I currently have a Hunter - XC600I - 6-Station Indoor Controller that was installed by the builder a couple years ago, but I would love to have something that I can control from my phone. I wanted to get this communities opinion on the best route I should go. I'm an accountant, not an electrician, so hopefully it's something fairly easy to install.


----------



## Ware (Jan 28, 2017)

BruceAlmighty22 said:


> I currently have a Hunter - XC600I - 6-Station Indoor Controller that was installed by the builder a couple years ago, but I would love to have something that I can control from my phone. I wanted to get this communities opinion on the best route I should go. I'm an accountant, not an electrician, so hopefully it's something fairly easy to install.

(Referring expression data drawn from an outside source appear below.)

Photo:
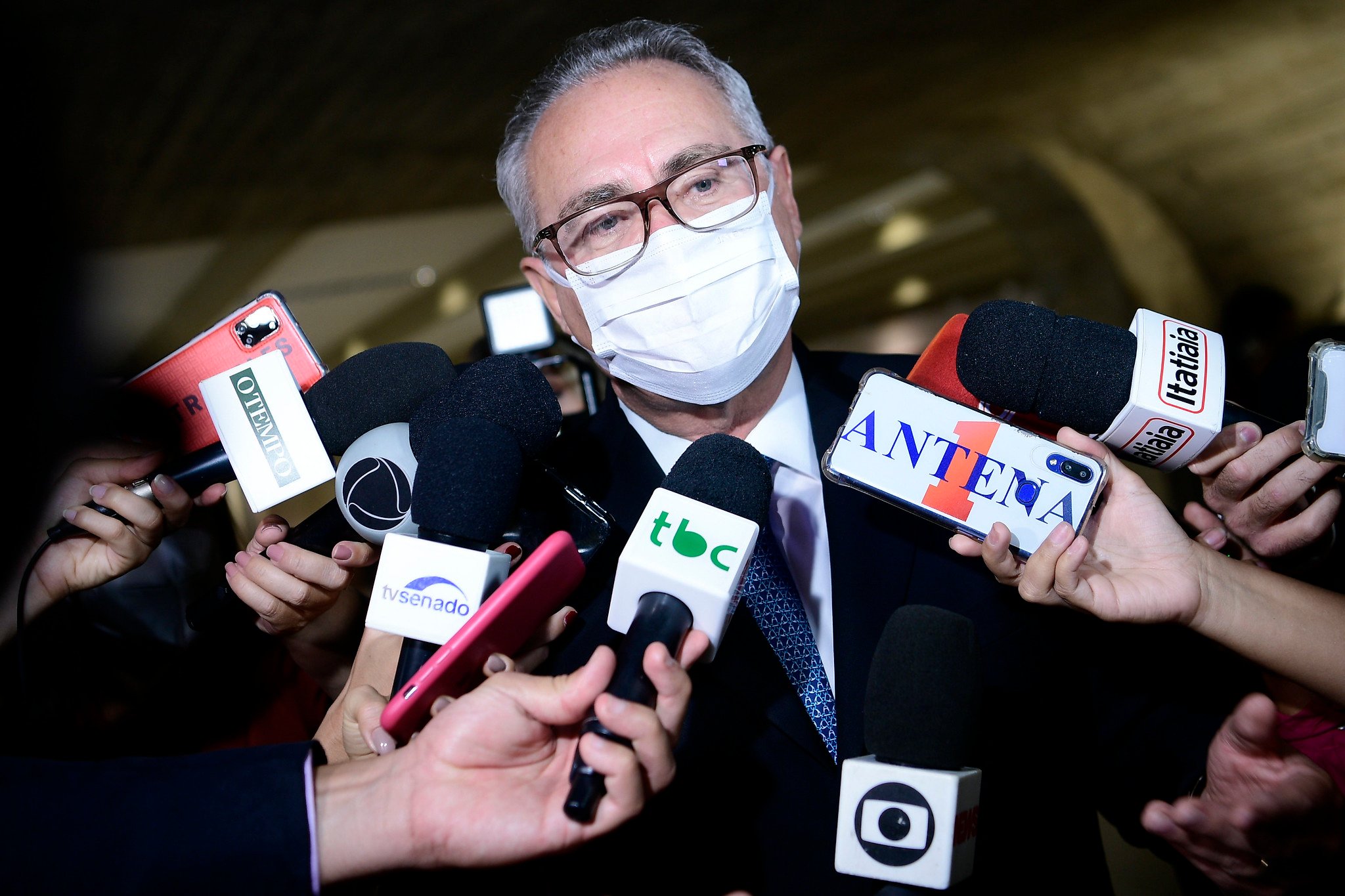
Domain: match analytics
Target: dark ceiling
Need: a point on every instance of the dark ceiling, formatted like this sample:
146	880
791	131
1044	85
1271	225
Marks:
1087	150
182	120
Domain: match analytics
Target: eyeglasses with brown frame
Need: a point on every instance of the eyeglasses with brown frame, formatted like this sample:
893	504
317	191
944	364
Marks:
604	237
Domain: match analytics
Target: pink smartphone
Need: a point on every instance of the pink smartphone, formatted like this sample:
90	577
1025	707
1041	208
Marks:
502	624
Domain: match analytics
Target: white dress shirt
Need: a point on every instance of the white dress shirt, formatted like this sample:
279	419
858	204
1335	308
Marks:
798	519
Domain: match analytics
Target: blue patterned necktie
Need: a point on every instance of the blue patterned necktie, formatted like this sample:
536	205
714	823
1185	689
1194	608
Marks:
770	594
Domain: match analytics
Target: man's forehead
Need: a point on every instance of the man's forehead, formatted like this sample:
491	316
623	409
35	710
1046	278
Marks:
623	132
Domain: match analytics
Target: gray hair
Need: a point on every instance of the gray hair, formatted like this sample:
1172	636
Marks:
590	55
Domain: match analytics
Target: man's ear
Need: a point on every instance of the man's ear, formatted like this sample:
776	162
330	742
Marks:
544	286
785	209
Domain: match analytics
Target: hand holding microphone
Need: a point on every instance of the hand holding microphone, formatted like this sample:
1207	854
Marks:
290	584
114	545
678	576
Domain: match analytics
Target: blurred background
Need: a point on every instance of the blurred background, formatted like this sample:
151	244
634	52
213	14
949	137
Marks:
1184	156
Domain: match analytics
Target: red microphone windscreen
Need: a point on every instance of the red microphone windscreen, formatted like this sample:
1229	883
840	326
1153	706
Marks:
937	368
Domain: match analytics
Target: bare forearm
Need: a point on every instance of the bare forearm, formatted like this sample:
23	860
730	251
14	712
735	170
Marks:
1278	622
362	819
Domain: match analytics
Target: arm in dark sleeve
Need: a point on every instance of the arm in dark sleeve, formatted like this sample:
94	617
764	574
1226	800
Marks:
1161	694
219	822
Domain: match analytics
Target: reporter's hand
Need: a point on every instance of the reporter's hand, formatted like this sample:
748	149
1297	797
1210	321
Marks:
536	649
112	547
1266	507
361	708
1138	566
486	781
1269	820
288	586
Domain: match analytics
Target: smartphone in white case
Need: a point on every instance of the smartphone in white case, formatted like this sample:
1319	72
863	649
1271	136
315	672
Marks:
959	468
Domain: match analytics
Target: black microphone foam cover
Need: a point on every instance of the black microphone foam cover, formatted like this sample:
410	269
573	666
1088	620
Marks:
1066	370
382	385
1003	352
503	389
925	689
467	480
1087	383
726	473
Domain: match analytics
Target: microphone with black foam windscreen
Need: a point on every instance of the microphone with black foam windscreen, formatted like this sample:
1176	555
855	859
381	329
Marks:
498	400
464	494
370	394
1155	393
937	370
910	809
680	571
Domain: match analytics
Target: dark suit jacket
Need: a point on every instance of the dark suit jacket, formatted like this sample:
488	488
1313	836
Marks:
1070	721
233	821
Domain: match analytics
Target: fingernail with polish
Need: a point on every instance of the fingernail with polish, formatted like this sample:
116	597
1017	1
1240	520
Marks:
382	742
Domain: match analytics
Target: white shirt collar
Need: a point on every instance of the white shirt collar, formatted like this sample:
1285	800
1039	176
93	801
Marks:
785	435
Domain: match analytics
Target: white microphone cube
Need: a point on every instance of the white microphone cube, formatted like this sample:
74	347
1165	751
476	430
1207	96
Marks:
265	430
690	550
1176	400
907	825
427	590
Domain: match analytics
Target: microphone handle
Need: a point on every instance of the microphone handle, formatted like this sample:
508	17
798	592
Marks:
659	617
1235	413
319	532
413	656
192	472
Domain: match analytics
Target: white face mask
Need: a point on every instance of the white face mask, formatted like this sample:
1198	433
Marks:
701	313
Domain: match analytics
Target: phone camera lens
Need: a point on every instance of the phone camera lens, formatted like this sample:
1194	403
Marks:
1075	471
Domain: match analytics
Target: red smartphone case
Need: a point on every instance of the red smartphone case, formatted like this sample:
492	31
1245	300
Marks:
502	624
263	326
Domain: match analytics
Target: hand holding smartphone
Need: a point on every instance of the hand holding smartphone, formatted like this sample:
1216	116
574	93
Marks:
502	624
959	468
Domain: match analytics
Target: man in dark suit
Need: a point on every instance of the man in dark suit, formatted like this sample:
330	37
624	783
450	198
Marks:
682	292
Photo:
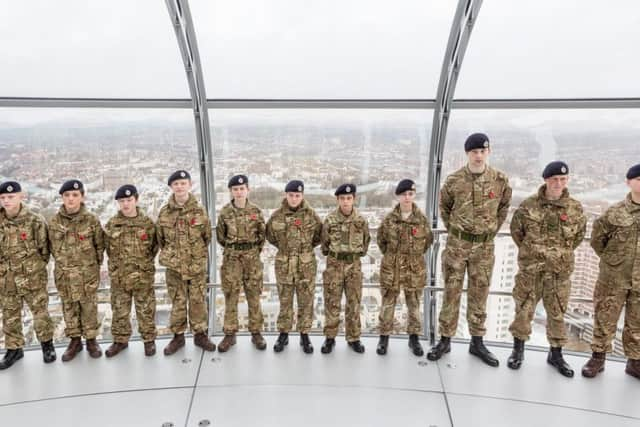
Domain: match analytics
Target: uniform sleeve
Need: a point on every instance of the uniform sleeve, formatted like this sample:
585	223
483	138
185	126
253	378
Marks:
99	242
317	230
270	235
582	230
367	238
260	232
42	240
446	204
600	234
429	238
505	201
324	238
221	231
517	227
381	238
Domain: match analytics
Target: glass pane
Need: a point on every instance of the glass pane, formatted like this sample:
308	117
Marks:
115	49
105	148
550	49
322	48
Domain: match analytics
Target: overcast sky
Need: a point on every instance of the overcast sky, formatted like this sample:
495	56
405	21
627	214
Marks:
319	49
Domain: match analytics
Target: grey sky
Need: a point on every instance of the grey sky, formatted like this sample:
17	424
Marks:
319	49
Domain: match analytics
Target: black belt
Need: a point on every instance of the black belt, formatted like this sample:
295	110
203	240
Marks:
469	237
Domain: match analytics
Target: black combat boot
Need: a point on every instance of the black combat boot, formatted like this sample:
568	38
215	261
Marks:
477	348
11	357
305	342
517	355
328	345
48	351
356	346
415	346
281	342
443	346
383	343
556	360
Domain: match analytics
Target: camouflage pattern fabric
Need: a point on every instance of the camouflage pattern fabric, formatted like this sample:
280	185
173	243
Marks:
403	243
242	234
295	232
24	254
77	244
131	247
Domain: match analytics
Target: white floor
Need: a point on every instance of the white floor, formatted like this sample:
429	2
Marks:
245	387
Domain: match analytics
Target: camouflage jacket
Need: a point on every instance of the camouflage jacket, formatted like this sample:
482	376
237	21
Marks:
345	234
131	244
184	233
240	226
76	240
294	231
547	232
24	250
473	203
403	243
615	239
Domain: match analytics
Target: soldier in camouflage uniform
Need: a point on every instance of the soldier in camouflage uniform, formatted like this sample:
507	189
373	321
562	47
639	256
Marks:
24	254
616	239
295	229
76	241
183	231
241	232
403	237
345	239
474	203
132	246
547	228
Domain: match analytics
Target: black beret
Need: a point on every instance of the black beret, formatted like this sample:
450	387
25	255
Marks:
634	172
126	190
181	174
555	168
346	189
10	187
71	185
476	140
405	185
238	180
295	186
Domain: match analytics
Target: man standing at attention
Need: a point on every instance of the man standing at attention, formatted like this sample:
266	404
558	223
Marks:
474	203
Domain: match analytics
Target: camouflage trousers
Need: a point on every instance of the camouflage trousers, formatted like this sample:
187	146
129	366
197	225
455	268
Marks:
144	296
188	301
37	299
296	275
342	277
608	303
477	260
554	290
389	299
242	270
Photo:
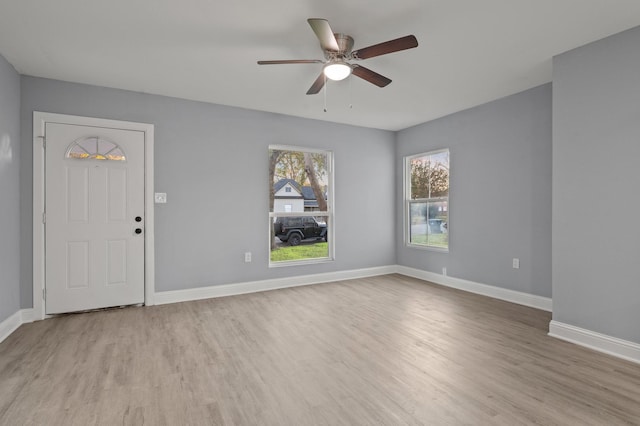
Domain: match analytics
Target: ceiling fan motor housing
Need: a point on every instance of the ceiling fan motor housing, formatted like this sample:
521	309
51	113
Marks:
345	44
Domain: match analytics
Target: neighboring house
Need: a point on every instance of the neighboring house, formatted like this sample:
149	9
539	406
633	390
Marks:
289	197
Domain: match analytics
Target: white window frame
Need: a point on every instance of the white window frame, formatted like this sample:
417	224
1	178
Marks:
407	202
329	213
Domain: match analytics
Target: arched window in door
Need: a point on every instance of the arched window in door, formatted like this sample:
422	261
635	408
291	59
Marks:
95	148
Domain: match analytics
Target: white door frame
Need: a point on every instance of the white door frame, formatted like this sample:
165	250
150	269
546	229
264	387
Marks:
39	121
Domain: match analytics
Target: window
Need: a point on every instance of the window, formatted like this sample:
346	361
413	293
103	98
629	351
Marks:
94	148
301	205
427	199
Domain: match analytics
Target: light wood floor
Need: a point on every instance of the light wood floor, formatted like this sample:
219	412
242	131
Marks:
388	350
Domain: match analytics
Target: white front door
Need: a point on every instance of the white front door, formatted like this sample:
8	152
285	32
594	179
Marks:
94	227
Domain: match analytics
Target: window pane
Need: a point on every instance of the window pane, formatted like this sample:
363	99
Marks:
430	175
300	238
429	223
299	210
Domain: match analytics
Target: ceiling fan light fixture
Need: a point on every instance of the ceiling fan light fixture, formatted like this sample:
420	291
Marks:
337	70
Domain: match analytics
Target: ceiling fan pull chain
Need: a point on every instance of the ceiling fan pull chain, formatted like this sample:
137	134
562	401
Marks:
325	93
350	97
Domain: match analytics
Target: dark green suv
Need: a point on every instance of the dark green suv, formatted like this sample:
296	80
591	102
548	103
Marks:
296	229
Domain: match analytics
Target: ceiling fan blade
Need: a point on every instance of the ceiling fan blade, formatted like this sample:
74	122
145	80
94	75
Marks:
402	43
371	76
317	85
324	33
291	61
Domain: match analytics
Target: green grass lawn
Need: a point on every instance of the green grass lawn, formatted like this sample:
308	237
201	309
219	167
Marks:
435	240
302	252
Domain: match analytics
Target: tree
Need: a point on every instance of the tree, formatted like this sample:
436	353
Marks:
429	179
310	170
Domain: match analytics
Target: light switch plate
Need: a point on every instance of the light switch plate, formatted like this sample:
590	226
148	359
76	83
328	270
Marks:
161	197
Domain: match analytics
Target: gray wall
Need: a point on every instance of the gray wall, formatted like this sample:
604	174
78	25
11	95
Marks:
9	190
500	198
211	160
596	183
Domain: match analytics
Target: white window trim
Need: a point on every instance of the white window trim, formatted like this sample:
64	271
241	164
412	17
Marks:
330	213
406	183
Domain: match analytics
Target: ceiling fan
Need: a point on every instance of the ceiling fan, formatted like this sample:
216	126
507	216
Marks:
338	52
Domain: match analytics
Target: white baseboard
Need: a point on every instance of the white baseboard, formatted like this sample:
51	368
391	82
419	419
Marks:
12	323
619	348
164	297
526	299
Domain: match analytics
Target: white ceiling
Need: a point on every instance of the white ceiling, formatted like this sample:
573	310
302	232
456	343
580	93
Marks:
470	51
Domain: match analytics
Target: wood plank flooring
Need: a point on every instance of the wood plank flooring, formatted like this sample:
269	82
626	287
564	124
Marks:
387	350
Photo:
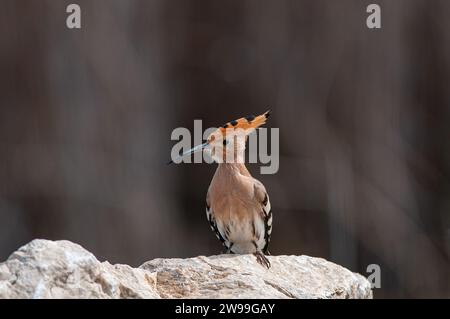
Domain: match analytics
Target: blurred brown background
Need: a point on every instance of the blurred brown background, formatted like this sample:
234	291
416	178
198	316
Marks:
86	117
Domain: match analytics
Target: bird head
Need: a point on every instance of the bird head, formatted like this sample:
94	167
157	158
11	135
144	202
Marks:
227	143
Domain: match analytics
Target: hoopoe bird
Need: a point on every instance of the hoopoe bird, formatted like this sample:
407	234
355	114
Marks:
237	205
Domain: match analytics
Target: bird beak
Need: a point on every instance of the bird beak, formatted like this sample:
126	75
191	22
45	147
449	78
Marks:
193	150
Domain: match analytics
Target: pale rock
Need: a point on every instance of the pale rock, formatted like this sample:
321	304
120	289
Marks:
62	269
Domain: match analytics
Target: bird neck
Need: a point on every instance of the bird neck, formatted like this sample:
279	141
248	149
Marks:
233	169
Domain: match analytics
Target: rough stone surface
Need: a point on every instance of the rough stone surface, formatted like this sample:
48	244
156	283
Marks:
62	269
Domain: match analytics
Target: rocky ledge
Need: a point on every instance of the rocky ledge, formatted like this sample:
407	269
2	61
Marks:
62	269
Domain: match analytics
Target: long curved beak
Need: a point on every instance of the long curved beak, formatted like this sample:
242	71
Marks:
193	150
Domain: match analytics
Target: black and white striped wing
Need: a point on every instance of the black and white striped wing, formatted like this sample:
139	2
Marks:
263	197
213	224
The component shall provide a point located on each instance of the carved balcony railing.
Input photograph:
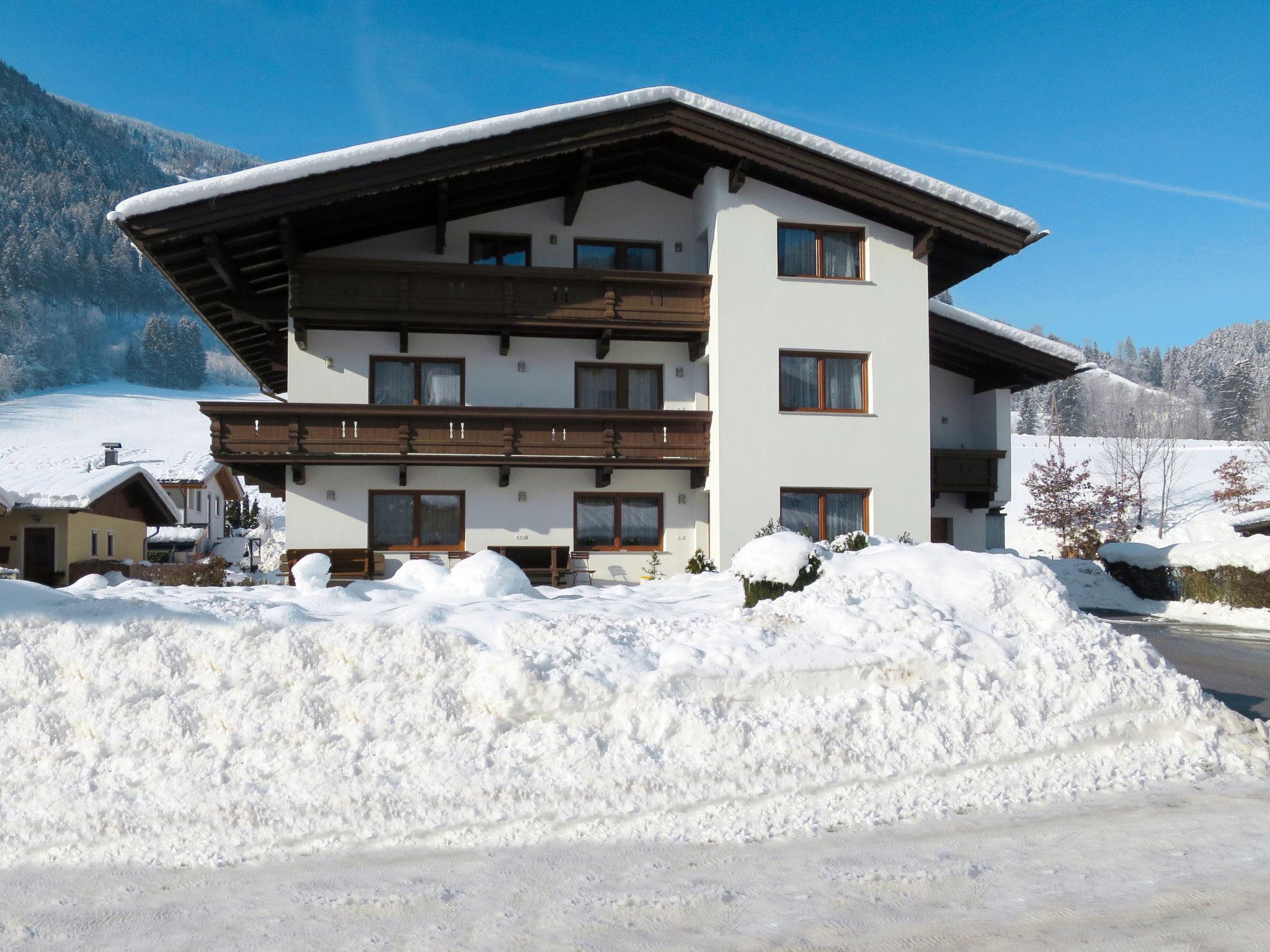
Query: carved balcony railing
(482, 436)
(376, 295)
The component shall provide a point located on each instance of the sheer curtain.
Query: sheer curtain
(799, 382)
(642, 390)
(595, 522)
(642, 521)
(394, 382)
(841, 254)
(796, 252)
(801, 512)
(843, 384)
(843, 513)
(441, 384)
(597, 387)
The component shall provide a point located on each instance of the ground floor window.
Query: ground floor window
(426, 519)
(614, 521)
(825, 513)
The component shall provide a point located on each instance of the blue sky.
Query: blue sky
(1139, 134)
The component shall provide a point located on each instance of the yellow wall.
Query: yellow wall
(130, 537)
(73, 536)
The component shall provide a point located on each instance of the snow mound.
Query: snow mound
(1251, 552)
(311, 573)
(489, 575)
(154, 725)
(776, 558)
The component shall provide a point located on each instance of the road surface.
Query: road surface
(1235, 668)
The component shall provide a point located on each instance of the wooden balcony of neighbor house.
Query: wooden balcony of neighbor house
(970, 471)
(253, 434)
(470, 299)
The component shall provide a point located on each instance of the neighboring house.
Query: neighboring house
(633, 324)
(61, 523)
(200, 496)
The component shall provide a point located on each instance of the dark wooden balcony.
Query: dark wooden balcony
(254, 434)
(970, 471)
(468, 299)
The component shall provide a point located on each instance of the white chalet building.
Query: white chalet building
(642, 323)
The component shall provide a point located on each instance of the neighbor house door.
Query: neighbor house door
(38, 557)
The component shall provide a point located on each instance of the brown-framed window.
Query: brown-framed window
(812, 252)
(419, 381)
(618, 386)
(499, 249)
(609, 522)
(618, 255)
(417, 519)
(819, 382)
(825, 513)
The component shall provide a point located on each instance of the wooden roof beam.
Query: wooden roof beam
(573, 201)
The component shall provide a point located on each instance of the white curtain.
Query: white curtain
(801, 387)
(843, 384)
(597, 387)
(642, 390)
(441, 384)
(841, 254)
(641, 521)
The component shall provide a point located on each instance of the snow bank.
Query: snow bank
(1251, 552)
(776, 558)
(161, 725)
(293, 169)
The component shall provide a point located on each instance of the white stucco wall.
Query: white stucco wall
(494, 514)
(756, 450)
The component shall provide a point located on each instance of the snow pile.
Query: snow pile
(1251, 552)
(489, 575)
(153, 724)
(311, 574)
(778, 558)
(291, 169)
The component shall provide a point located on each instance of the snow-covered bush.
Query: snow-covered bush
(311, 573)
(775, 564)
(489, 575)
(700, 563)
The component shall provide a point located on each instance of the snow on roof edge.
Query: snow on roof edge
(1054, 348)
(50, 488)
(303, 167)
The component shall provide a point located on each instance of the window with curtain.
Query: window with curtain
(618, 521)
(499, 249)
(824, 382)
(618, 255)
(420, 381)
(825, 513)
(418, 521)
(808, 252)
(618, 387)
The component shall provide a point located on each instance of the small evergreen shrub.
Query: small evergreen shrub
(700, 563)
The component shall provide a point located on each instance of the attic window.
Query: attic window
(810, 252)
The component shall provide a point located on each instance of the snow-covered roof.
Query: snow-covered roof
(1054, 348)
(40, 488)
(291, 169)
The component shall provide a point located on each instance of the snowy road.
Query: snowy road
(1183, 867)
(1232, 666)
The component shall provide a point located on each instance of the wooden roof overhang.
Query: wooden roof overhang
(230, 255)
(993, 362)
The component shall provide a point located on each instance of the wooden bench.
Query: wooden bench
(346, 564)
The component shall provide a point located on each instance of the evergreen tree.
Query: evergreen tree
(1237, 394)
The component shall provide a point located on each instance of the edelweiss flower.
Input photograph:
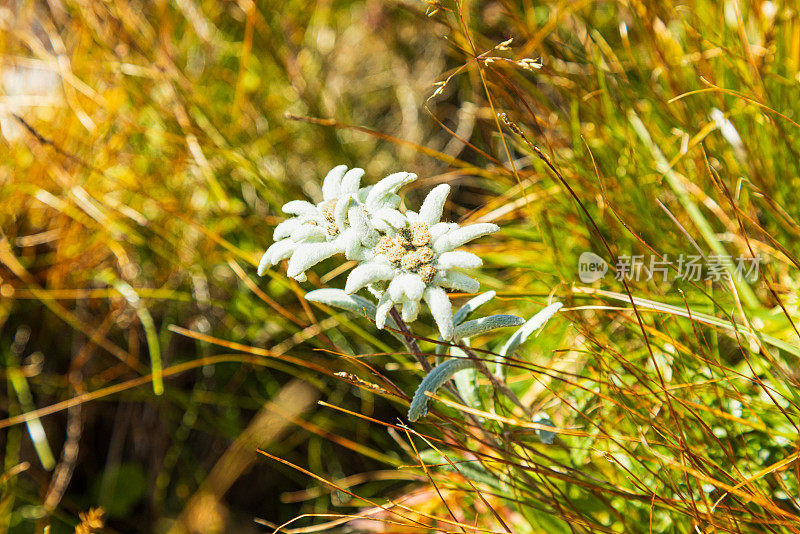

I would say Rachio is the crowd favorite.


----------



## corneliani (Apr 2, 2019)

I started out with the small B-Hyve (available & in stock on my local Home Depot shelf) just to play with and see what features I like/want/need in a "smart" controller , and have since transitioned to the Rachio. If you're just looking for wi-fi controller access then that B-Hyve at $80 should suffice. But if you want a system that can anticipate rain events and calculate ideal next-watering times based on evapotranspiration rates and the like, then the Rachio is a step or two above. It takes time to dial these settings in though so make sure it's something you care about. But for simple on/off app access and basic rain sensing/delay functions that BHyve was enough.



Quick EDIT: As for the install, it's a bit like hanging a picture. You need to drill holes in the wall to hold the controller up and then a quick transfer of the wires from your old controller (take a picture first so you don't change the valve assignment).


----------



## Bean4Me (May 13, 2020)

I just installed my rachio last night. I don't have my zone audits setup so I'm just using the fixed schedule but this thing is pretty sweet. The 12 zone model is currently on sale at costco.

https://www.costco.com/rachio-3-smart-sprinkler-controller,-12-zone.product.100481393.html


----------



## Utk03analyst (Jun 8, 2019)

I purchased a gen1 16 zone Rachio on ebay for under $60 and couldn't be happier.


----------



## jeffjunstrom (Aug 12, 2019)

If you're looking for continuity of manufacturer, I have a Hunter PHC 600 which pairs via the Hydrawise app. I'm happy with the setup; apparently not as controllable/in-depth as some others, but it does what I need, when I need.


----------